Every AS 400 in the shop i worked at either the cables and or the strings were wore threw the serving and cut threw the string material........their excuse(they were pre production models we sent you).....since then i re served a terminators cable twice and they sent the owner a new cam....so why did the the first one cut it in the first place....was it a "PRE PRODUCTION MODEL DARTON"..........mathews and hoyts wear threw serving at sharp cam angles but not also threw the string material in a matter of two weeks............darton gets the thumbs straight up(if they were middle fingers)........if you want factory quality buy anything else......and the ad campaign is enough to make anyone laugh(The Prophesy of Crap Quality Coupled with Lame Advertisement is Fullfilled!!!!!)........customer service great for such a piece of s**t bow(are they all pre production s**t or should we just refer to darton as early stomach contents?)


----------



## Rosco (Nov 21, 2007)

EldredArcher said:


> Every AS 400 in the shop i worked at either the cables and or the strings were wore threw the serving and cut threw the string material........their excuse(they were pre production models we sent you).....since then i re served a terminators cable twice and they sent the owner a new cam....so why did the the first one cut it in the first place....was it a "PRE PRODUCTION MODEL DARTON"..........mathews and hoyts wear threw serving at sharp cam angles but not also threw the string material in a matter of two weeks............darton gets the thumbs straight up(if they were middle fingers)........if you want factory quality buy anything else......and the ad campaign is enough to make anyone laugh(The Prophesy of Crap Quality Coupled with Lame Advertisement is Fullfilled!!!!!)........customer service great for such a piece of s**t bow(are they all pre production s**t or should we just refer to darton as early stomach contents?)
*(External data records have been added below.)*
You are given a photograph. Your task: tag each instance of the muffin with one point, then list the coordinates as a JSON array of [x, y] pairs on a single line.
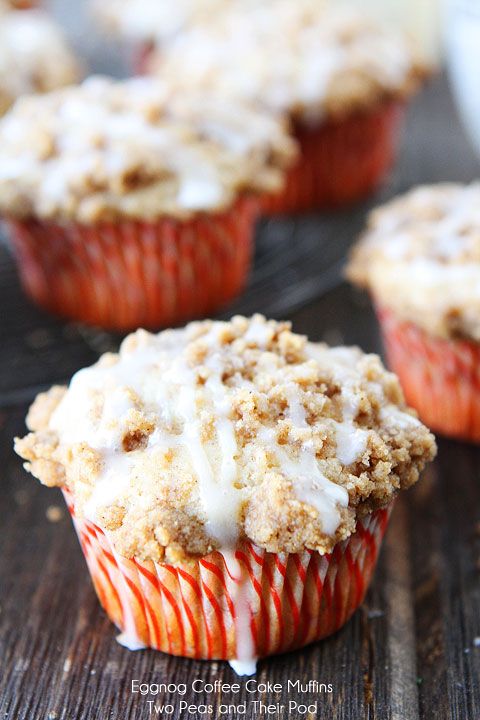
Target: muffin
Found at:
[[148, 24], [230, 483], [420, 260], [131, 205], [34, 56], [342, 79]]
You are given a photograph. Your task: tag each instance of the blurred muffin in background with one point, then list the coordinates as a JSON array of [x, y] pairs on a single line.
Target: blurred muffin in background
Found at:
[[146, 24], [34, 56], [420, 260], [132, 205], [342, 78]]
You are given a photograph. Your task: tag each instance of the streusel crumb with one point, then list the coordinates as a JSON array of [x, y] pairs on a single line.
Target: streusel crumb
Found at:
[[136, 149], [420, 257], [193, 439]]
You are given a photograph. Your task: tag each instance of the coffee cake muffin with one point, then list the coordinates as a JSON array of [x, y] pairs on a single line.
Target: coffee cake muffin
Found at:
[[420, 260], [130, 204], [342, 79], [34, 56], [230, 483], [148, 24]]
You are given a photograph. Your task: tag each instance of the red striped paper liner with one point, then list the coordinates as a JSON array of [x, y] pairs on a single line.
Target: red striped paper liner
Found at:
[[440, 378], [341, 161], [192, 610], [132, 274]]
 Well now I am a little concearned, I just bought a AS400 at the beginning of the new year. I have shot about 600 arrows on it.

Last week at a shoot I noticed the string already freying at the anchor point on the cam(sorry if teminoligey is wrong I'm a newb:wink:


----------



## Reed (Jun 18, 2002)

rosco, take it in have have Ron look at it. Was it a scorpion sting or the stock string?

I had several 1000 on my stock string, and you would never know. I have lost count of the number of shots on my scorpion string. with no problems

reed


----------



## Rosco (Nov 21, 2007)

Reed said:


> rosco, take it in have have Ron look at it. Was it a scorpion sting or the stock string?
> 
> I had several 1000 on my stock string, and you would never know. I have lost count of the number of shots on my scorpion string. with no problems
> 
> reed


Yes Reed it was a stock string, took it into Ron Last night and he put on new string and cables, they wern't scorpions, but he said they were a top of the line set made in the U.S.


----------



## celticgladiator (Feb 13, 2008)

i finally put aside my Darton, it is about 15 years old. i still love it but it is slow and loud by todays standards, i think i will use it for bow fishing now. i thought about getting one thier new bows but i fell i love with the Bowtech commander and decided on trying one of them instead. can't complain about the darton though.


----------